Another important benefit of this data is that it can help you explore new cuisines and flavors with ease. By identifying recipes with shorter preparation times, you can start experimenting with new ingredients and techniques, without feeling overwhelmed or intimidated by the process. This can be particularly useful for those who are looking to expand their culinary horizons, but may not have a lot of time to spend in the kitchen.

In conclusion, the data on the average preparation times of different cuisines and diets is a valuable tool for anyone who is interested in making healthy and delicious meals while managing their time effectively. This data can help you plan your meals, explore new cuisines and flavors, and ensure that you are making the most of your time in the kitchen.

#### Why is this average rating important?
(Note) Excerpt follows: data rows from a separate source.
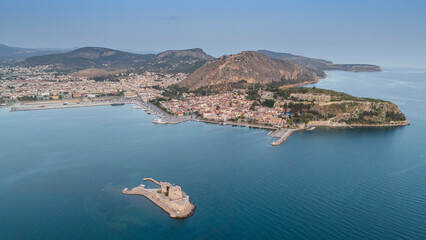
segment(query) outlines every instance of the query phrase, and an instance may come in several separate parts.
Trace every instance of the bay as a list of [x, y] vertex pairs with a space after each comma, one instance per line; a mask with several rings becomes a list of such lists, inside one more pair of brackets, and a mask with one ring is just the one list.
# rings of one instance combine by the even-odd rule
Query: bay
[[[0, 109], [0, 239], [425, 239], [426, 70], [327, 74], [316, 87], [395, 102], [411, 125], [273, 147], [265, 130], [154, 125], [129, 105]], [[121, 193], [144, 177], [181, 185], [194, 216]]]

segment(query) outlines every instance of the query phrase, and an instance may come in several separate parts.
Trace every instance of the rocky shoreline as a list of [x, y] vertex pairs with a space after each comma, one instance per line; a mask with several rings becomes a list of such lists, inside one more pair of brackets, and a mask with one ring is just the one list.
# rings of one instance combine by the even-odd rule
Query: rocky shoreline
[[394, 121], [390, 123], [380, 123], [380, 124], [361, 124], [361, 123], [337, 123], [337, 122], [327, 122], [327, 121], [311, 121], [309, 122], [309, 125], [314, 127], [359, 127], [359, 128], [382, 128], [382, 127], [402, 127], [402, 126], [408, 126], [411, 125], [410, 121]]

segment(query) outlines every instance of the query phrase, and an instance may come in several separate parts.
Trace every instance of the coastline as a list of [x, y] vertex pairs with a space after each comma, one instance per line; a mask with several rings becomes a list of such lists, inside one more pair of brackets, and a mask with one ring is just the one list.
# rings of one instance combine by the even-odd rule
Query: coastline
[[[300, 85], [303, 85], [306, 83], [302, 83]], [[124, 99], [120, 101], [97, 101], [97, 102], [72, 102], [67, 103], [65, 100], [60, 101], [54, 101], [53, 103], [44, 101], [42, 103], [21, 103], [21, 105], [18, 106], [12, 106], [9, 111], [11, 112], [18, 112], [18, 111], [33, 111], [33, 110], [50, 110], [50, 109], [64, 109], [64, 108], [77, 108], [77, 107], [96, 107], [96, 106], [108, 106], [113, 103], [120, 103], [120, 104], [135, 104], [138, 106], [138, 108], [143, 109], [145, 112], [149, 114], [156, 115], [157, 117], [161, 118], [162, 120], [166, 121], [168, 124], [178, 124], [186, 121], [196, 121], [196, 122], [204, 122], [204, 123], [210, 123], [210, 124], [218, 124], [218, 125], [230, 125], [230, 126], [240, 126], [240, 127], [248, 127], [248, 128], [258, 128], [258, 129], [265, 129], [273, 131], [272, 133], [269, 133], [268, 136], [279, 138], [277, 141], [271, 142], [272, 146], [279, 146], [283, 142], [285, 142], [294, 132], [302, 131], [306, 129], [306, 125], [300, 125], [295, 128], [288, 128], [288, 127], [278, 127], [278, 126], [266, 126], [266, 125], [257, 125], [257, 124], [248, 124], [248, 123], [238, 123], [238, 122], [230, 122], [230, 121], [214, 121], [214, 120], [206, 120], [206, 119], [200, 119], [200, 118], [193, 118], [191, 116], [184, 117], [184, 116], [172, 116], [169, 113], [163, 111], [162, 109], [158, 108], [157, 106], [148, 103], [143, 102], [141, 100], [132, 100], [132, 99]], [[338, 123], [338, 122], [331, 122], [331, 121], [310, 121], [308, 123], [311, 127], [329, 127], [329, 128], [386, 128], [386, 127], [400, 127], [400, 126], [408, 126], [410, 125], [410, 121], [394, 121], [390, 123], [381, 123], [381, 124], [347, 124], [347, 123]]]
[[280, 89], [286, 89], [286, 88], [292, 88], [292, 87], [298, 87], [298, 86], [303, 86], [303, 85], [308, 85], [308, 84], [314, 84], [319, 82], [319, 80], [316, 81], [305, 81], [305, 82], [301, 82], [301, 83], [295, 83], [295, 84], [289, 84], [289, 85], [284, 85], [279, 87]]
[[265, 126], [265, 125], [255, 125], [255, 124], [248, 124], [248, 123], [236, 123], [236, 122], [219, 122], [219, 121], [213, 121], [213, 120], [205, 120], [205, 119], [196, 119], [194, 121], [197, 122], [204, 122], [204, 123], [211, 123], [211, 124], [218, 124], [218, 125], [231, 125], [231, 126], [240, 126], [240, 127], [248, 127], [248, 128], [260, 128], [260, 129], [267, 129], [267, 130], [277, 130], [278, 127], [272, 127], [272, 126]]
[[308, 125], [314, 126], [314, 127], [330, 127], [330, 128], [385, 128], [385, 127], [402, 127], [402, 126], [408, 126], [411, 125], [409, 120], [405, 121], [394, 121], [390, 123], [380, 123], [380, 124], [362, 124], [362, 123], [337, 123], [337, 122], [330, 122], [330, 121], [311, 121], [308, 123]]

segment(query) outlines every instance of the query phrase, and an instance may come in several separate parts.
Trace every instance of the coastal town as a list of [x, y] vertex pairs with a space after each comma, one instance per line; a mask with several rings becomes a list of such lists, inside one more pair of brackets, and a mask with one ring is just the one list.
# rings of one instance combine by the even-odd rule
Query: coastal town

The average user rating of certain cuisines or diets is another important piece of data that can be incredibly useful for those interested in exploring new flavors and cuisines. By knowing the average rating of different cuisines or diets, you can get a sense of which dishes are particularly popular and highly regarded by others. This can help you identify recipes that are likely to be delicious, and that will appeal to your own personal tastes and preferences.

Additionally, the average user rating of certain cuisines or diets can help you discover new recipes and dishes that you may not have otherwise considered. By looking for highly rated recipes in a particular cuisine or diet, you can expand your culinary horizons and explore new flavors and ingredients that you may not have tried before.

Another important benefit of knowing the average user rating of certain cuisines or diets is that it can help you avoid recipes that are likely to be disappointing or not worth your time and effort. By looking for recipes with high ratings, you can be more confident that you are investing your time and resources into a dish that is likely to be delicious and well-received by your family and friends.

In conclusion, the average user rating of certain cuisines or diets is a valuable piece of data that can help you discover new recipes, explore new flavors, and avoid recipes that are likely to be disappointing. Whether you are a seasoned cook or a novice in the kitchen, this data can help you make the most of your culinary adventures and ensure that every meal you prepare is delicious and satisfying.